Coming to the Gulag, Losurdo never mentions two famous reports published by the Soviet Union about the number of those who were executed or imprisoned in the Gulag, the reports are both Kruglov report and Shvernik report. Unwisely, Losurdo cites Oleg Khlevniuk, the expert on Russian prisons during the soviet era, who mentioned (assuming it’s accurate) that prisoners were in some cases able to choose if they wanted a vegetarian meal.  But can we also believe Khlevniuk when he said that Stalin was executing and imprisoning no less than one million persons per year? Khlevniuk isn’t famous for his views particularly but for his analysis of a huge amount of data that was released recently about prisons in the Soviet Union.

Anne Applebaum is another historian who is highly cited by Losurdo for enhancing the image of the Gulag. Applebaum is also famous for saying: “In both societies, the creation of concentration camps was actually the final stage in a long process of dehumanization”. According to her, 18 million people have died or were imprisoned in the Gulag. Can we just believe the experts Applebaum and Khlevniuk who tell us everything about the Gulag’s atrocities?

But maybe we don’t need Losurdo to give justifications or to enhance the image of the Gulag. He already mentions his opinion:

“The prison system reproduces the relations of the society in which it is expressed.
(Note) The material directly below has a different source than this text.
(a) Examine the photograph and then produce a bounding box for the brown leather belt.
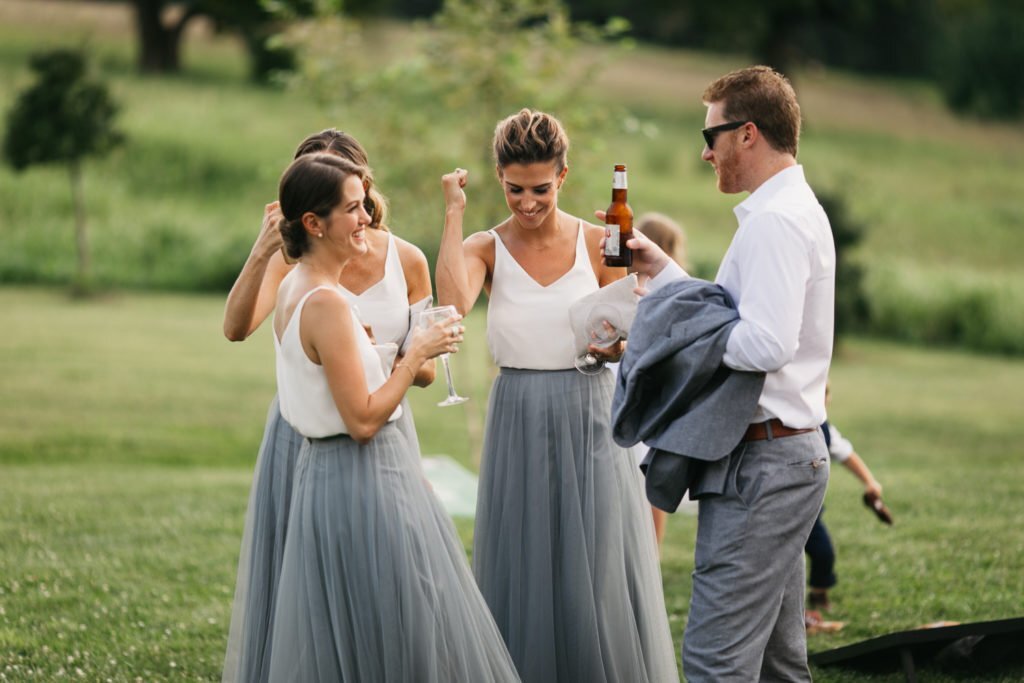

In the USSR, inside and outside the Gulag, we fundamentally see in action a developmentalist dictatorship that seeks to mobilize and “reeducate” all forces, with the purpose of overcoming secular backwardness, becoming yet more urgent due to the approaching war that, by the explicit declaration of Mein Kampf, is to be one of enslavement and annihilation. In this scenario, the terror in the USSR is combined with the emancipation of the oppressed nationalities, as well as a strong upward social mobility and with access to education, culture, and even to management and leadership positions by parts of the social strata that until that time had been totally marginalized.”

Losurdo also explains that the time was limited for dealing with people who were unknown whether being loyal or could be used as a “fifth column”. The solution is to neutralize them in the Gulag! Does Losrudo accept to be neutralized in some Gulag in a similar scenario considering his loyalty was different than to be possibly guessed by a secret service agent?

Losurdo never misses his arguments to compare with US crimes mentioning that in some years black Americans were dying at a similar rate to the Gulag. Thank you, Losurdo, are these our only choices?

Here I felt I didn’t need to criticize such arguments for a longer time. No need to read the book for sure.

When we read history, we can never get the full image, but we can get two things: a story that somehow affects our model of how the humanity should be, and information. Denying information can keep our model intact. But it’s heavy to carry wrong information in order to defend a historical icon. Stalin is an icon, like any religious icon. People like Losurdo write to make him a good person in a new corrected story. The only problem of humanizing the icon is it hides or changes a lot of information; it betrays the truth.